Plan B: Talks with the Taliban and Why it’s Doomed to Fail

British Prime Minister Gordon Brown has offered his support to Afghanistan’s plan to talk to moderate Taliban.
He spoke at a debate organised by the BBC with Afghan President Hamid Karzai, ahead of a conference on Afghanistan.
Both leaders said the offer of talks was only to non-extremist Taliban who could renounce violence.
PM Gordon Brown is amongst the first to back in what is seen to be the new shift in strategy in Afghanistan. This offer of talking to the ‘moderate’ Taliban seems very baffling as to how serious this new plan could be.
To get something straight here, who is moderate and who isn’t? And I’m guessing that the Taliban leader Mullah Omar wouldn’t be included in this new formula. If that is the case one begs the question how on earth do you plan to get out of Afghanistan without either defeating the Taliban or neutralising them.
He added: “It’s detaching the people who are violently committed to the ideology that we are talking about here - if you can detach the others and persuade them that they should be part of the democratic process, that they should renounce violence and that there is a future for them only if they join the democratic process.

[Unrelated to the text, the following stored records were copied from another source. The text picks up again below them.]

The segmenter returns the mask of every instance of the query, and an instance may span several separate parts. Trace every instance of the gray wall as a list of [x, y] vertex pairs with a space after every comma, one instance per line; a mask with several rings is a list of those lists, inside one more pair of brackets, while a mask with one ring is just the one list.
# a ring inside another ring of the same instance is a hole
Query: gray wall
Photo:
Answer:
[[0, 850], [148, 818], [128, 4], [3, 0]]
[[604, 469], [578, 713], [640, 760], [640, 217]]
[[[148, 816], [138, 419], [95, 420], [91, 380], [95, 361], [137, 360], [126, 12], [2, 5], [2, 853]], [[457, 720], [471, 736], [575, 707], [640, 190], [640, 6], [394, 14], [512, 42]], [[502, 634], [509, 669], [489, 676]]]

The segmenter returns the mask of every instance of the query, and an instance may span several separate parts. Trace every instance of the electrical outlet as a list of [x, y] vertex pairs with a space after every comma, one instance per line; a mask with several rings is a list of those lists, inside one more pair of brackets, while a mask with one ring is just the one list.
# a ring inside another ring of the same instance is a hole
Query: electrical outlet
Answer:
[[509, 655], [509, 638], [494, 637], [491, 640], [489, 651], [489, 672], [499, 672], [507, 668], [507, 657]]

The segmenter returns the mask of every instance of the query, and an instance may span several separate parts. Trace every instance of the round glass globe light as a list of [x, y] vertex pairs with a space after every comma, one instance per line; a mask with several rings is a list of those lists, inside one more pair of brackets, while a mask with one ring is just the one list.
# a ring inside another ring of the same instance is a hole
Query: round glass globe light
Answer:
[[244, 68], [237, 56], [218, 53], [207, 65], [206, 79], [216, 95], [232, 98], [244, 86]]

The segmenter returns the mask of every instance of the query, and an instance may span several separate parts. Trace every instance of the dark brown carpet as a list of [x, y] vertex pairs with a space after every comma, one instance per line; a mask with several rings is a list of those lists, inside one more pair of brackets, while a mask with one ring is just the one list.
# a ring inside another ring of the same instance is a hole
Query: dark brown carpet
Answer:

The facts are that the Taliban that we know off are leading a violent and relentless campaign against foreign armies, hoping to install their ideological footprint. This is the Taliban we know off. Unless Mr Brown is referring to another Taliban, why propose such an offer with such conditions knowing it wont open a door. You either talk to the Taliban as we know them or you don’t. You can’t have it both ways.
Already the Taliban have been quick to dismiss this offer as another plot by the “invader” i.e the US and its Allies.